Larkin wrote the paper's editorials and included a good deal of his poetry in the paper. He used his paper to promote liberal economic policies and politicians who supported those policies, such as President Franklin D. Roosevelt and his New Deal programs. A teetotaler, Pearson also supported the policy of prohibition in The Fool-Killer.

He stopped publishing the paper in 1935 following the death of his first wife in 1934.

===Poet===

In 1924 he printed a book of his poetry which he called Pearson's Poems and stated in the preface, "It was a rather big undertaking for me with my limited facilities and the work is not as perfect as a professional book-maker could have done. But it is fairly presentable anyhow, and I am rather pleased with it. Possibly the fact that I printed it with my own hands will be of some interest to the reader." Pearson's poetry often focused upon farming and other aspects of rural life and country living in the late 19th and early 20th centuries and frequently employed a folksy and informal dialect.
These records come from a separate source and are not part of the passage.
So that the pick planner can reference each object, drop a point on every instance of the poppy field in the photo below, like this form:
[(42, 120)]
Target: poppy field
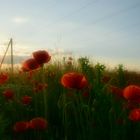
[(68, 100)]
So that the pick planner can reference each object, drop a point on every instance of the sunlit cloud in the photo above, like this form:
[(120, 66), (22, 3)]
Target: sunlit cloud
[(20, 20)]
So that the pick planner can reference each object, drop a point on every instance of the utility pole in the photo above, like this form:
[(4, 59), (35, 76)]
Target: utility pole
[(12, 61), (10, 44)]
He remarried, this time to Eleanor Fox, in 1939. She died in 1963.

On August 4, 1953, North Carolina Governor William B. Umstead appointed Pearson as North Carolina's second Poet Laureate. He kept this title until his death. His functions as poet laureate included reading poems at the inaugural ceremonies of North Carolina's Governors and promoting interest in poetry at schools, colleges, and universities across the state. Pearson was scheduled to appear on the Johnny Carson Show, but upon learning that Pearson was hard of hearing, the show canceled, stating "we can't have Johnny yelling at an old man on the television."

===Death and legacy===

Pearson died on August 27, 1981, of natural causes at the age of 101.
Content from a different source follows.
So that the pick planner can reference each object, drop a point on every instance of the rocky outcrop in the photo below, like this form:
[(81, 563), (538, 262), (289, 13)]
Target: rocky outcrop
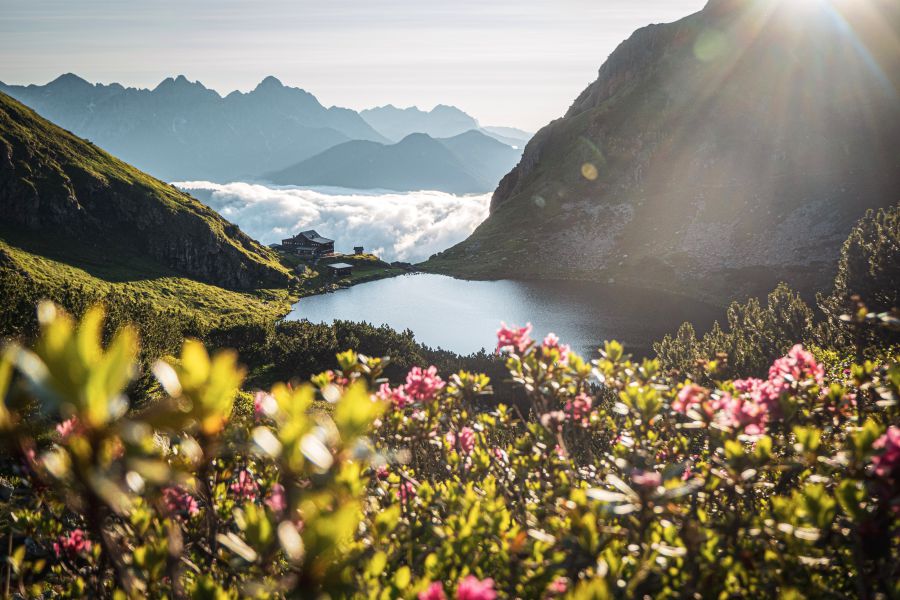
[(714, 156), (60, 186)]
Among the memorials to Pearson is the James Larkin Pearson Award in free-verse poetry; the award is presented annually by the Poetry Council of North Carolina. The library at Wilkes Community College in Wilkesboro, North Carolina is also named in Pearson's honor, and contains many of his personal papers.

==Works==

- Early Poems. Moravian Falls, NC: Pearson Brothers, 1903.
- Castle Gates: Through Which the Knowing Ones are Admitted into Some of My Castles in Spain. Pearson Printing Co., 1908.
- Pearson's Poems. Boomer, NC: James Larking Pearson, 1924.
- Plowed Ground: Humorous and Dialect Poems. Guilford College, NC: Pearson Printing Co., 1949.
- Early Harvest: The First Experimental Poems of a Self-Taught Farm Boy. Guilford College, NC: Pearson Printing Co., 1952.
- Fifty Acres, and Other Selected Poems. Guilford College, NC: Pearson Printing Co., 1960.
- Selected Poems of James Larkin Pearson, Poet Laureate of North Carolina. Charlotte, NC: McNally, 1960.
- The Country Youth: Autobiography of B.B. McGee. (editor) Guilford College, NC: Pearson Printing Co., 1964.
- My Fingers and My Toes: Complete Poems of James Larkin Pearson. Nashville, TN: Ingram Book Co., 1971.